2010 Annual Letter from Bill Gates ( Munkashaf - Ray Of Light)...


Vaccines are a miracle because with three doses, mostly given in the first two years of life, you can prevent deadly diseases for an entire lifetime. Because the impact is so incredible, vaccines are the foundation’s biggest area of investment—more than $800 million every year—and the return is substantial. We are working to get other donors to put more resources into vaccines because we still have big challenges. The first challenge is to invent them, and the second is to make sure they reach everyone who needs them. Achieving full coverage is hard in poor countries, where cost and delivery are big barriers.
Various innovations can simplify the delivery. Sometimes it’s possible to combine different vaccines into one. A great example of this is the vaccines for diphtheria, tetanus, and pertussis (whooping cough). They were first introduced in the 1920s. In 1942 they were combined into a single vaccine, called a trivalent vaccine because it has three active elements. The price of all three doses of this vaccine is now less than 50 cents, and over 77 percent of children in the poorest countries of the world get all three of the doses they need to be protected. Since the trivalent vaccine was introduced in developing countries, tetanus deaths are down nearly 88 percent and pertussis deaths are down 70 percent. Almost all deaths from the three diseases would be stopped altogether if vaccine coverage were improved to 95 percent everywhere.

Even when a vaccine can’t be combined with others, you can still improve distribution by making it free for poor countries, or cheap enough that they can afford to buy it. This has been a key focus for the GAVI Alliance, which we helped create almost 10 years ago. GAVI gives grants to poor countries to improve vaccine coverage and to help pay for new vaccines. GAVI has worked to get two new vaccines into widespread use since it was started. One prevents hepatitis B, an infection that eventually causes liver cancer in adults and kills over 600,000 people per year. The other prevents HiB (or Haemophilus influenzae type B), a type of bacteria that causes meningitis and other life-threatening problems during childhood. By the end of 2008, 192 million children had received the hepatitis B vaccine and 41.8 million children were protected against HiB.
Cost is still a problem. Today a full set of doses of the pentavalent vaccine costs over $8 more than the trivalent vaccine. But as manufacturers produce more vaccine and additional competitors come into the market, the cost premium should drop by half in the years ahead. This is why the global health community has a goal of raising coverage of HiB vaccine to over 80 percent by 2015, which could then save 250,000 lives per year in the poorest countries in addition to eliminating lots of suffering and disability.

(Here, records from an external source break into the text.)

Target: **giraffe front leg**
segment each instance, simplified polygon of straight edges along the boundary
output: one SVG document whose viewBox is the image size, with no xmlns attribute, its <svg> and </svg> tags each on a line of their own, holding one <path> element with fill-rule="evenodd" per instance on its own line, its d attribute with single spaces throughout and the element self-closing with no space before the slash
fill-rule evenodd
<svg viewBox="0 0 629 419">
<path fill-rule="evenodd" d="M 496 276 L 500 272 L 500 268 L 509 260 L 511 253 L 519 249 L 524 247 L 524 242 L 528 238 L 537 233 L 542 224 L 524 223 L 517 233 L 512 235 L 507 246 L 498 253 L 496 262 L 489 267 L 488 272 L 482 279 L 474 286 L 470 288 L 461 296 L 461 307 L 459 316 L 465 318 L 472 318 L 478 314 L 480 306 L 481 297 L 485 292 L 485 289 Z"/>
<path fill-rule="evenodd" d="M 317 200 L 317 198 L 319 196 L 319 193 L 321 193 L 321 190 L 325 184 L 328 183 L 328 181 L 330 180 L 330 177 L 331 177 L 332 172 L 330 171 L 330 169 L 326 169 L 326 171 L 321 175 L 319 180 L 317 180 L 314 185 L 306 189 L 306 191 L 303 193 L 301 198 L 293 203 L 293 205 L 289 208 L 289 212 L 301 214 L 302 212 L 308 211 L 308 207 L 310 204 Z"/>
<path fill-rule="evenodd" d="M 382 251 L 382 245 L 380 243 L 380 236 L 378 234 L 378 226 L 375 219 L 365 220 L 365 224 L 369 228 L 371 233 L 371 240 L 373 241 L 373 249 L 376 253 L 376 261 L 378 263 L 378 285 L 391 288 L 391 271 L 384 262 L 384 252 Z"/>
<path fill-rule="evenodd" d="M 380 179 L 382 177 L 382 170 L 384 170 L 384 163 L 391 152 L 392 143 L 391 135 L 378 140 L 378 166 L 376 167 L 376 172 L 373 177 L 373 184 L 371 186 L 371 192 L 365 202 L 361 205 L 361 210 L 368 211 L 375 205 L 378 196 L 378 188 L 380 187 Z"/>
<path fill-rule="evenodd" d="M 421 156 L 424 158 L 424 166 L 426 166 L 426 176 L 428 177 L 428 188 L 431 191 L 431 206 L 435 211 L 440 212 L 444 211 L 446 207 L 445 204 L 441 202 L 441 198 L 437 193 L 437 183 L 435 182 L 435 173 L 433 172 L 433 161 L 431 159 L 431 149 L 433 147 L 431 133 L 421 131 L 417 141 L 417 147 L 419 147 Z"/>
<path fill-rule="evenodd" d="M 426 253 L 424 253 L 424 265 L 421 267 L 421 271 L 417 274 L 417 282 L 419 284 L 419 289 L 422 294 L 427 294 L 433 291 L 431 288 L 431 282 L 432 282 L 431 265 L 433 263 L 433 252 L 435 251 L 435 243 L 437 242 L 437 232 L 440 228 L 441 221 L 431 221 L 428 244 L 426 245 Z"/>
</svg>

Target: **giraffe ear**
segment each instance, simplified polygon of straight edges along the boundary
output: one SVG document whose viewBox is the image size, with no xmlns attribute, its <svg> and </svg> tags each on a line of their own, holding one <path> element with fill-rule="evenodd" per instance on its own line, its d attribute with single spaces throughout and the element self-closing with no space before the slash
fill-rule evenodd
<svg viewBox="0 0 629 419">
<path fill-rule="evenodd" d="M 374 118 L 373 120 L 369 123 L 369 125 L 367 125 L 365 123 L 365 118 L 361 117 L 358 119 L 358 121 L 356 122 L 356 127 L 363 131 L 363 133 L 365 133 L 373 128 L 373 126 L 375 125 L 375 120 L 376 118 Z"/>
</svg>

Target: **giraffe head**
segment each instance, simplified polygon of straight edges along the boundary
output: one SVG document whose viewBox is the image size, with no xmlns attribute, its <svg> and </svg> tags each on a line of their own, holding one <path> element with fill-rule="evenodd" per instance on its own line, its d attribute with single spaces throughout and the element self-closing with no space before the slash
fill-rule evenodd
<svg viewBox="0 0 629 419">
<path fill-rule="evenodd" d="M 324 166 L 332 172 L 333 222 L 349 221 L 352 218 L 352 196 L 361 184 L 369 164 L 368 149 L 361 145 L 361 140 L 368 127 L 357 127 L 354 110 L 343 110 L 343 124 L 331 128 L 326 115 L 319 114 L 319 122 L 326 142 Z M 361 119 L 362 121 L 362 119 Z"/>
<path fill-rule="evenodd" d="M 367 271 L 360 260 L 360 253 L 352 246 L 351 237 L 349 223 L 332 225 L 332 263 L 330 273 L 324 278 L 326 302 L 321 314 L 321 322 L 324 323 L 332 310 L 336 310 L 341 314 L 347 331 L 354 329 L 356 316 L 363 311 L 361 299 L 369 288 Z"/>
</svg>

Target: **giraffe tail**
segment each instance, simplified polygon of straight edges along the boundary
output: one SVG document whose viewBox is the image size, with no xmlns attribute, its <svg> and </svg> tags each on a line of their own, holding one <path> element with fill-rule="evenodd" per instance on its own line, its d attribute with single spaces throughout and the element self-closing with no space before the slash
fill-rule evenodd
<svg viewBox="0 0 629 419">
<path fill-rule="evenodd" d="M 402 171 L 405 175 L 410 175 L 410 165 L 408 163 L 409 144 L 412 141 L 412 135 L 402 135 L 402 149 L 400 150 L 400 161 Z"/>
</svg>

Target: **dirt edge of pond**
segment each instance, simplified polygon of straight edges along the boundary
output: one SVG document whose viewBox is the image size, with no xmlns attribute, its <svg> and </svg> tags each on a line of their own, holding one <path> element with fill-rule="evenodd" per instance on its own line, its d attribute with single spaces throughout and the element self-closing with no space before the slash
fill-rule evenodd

With the progress on these vaccines, GAVI will add a focus on two vaccines that are already being used in rich countries: one for rotavirus, which causes diarrhea, and another for pneumococcus, which causes pneumonia. You can see in the childhood death chart what a large impact these new vaccines can have if widely used. Rotavirus vaccine could save 225,000 to 325,000 lives per year, and pneumococcal vaccine could save 265,000 to 400,000 lives per year.

In last year’s letter, I said that I thought we could get the rotavirus vaccine out to over half of the kids who need it within six years. I still think we can achieve this in the five years we have left, but it is going to be a lot harder than I expected. Many countries have not added a new vaccine for over 20 years. Incredibly, some countries don’t even have a process for deciding whether to add a new vaccine. In others, the process is still there on paper, but no one remembers who is supposed to do what. We avoided this problem with HiB and hepatitis B by creating the pentavalent vaccine, but it won’t be possible to combine rotavirus and pneumococcus with other vaccines. In addition, countries understandably hesitate to add an expensive new vaccine until they have specific proof of the disease burden in their country. Sometimes they accept data from similar countries, but sometimes they don’t.

This year the foundation helped launch a new approach to encourage a high-volume, low-cost supply of a pneumococcus vaccine that meets the needs of poor countries. This approach is called an Advance Market Commitment, and it involves a group of donors pledging $1.5 billion to help pay for the vaccine for poor countries. We expect that manufacturers will commit to building factories much earlier than they would otherwise in order to compete for this money. During 2010 the negotiations with manufacturers should come to a conclusion. We believe this will make a big difference in how quickly this vaccine gets to poor children and show how this approach can be applied to other medicines.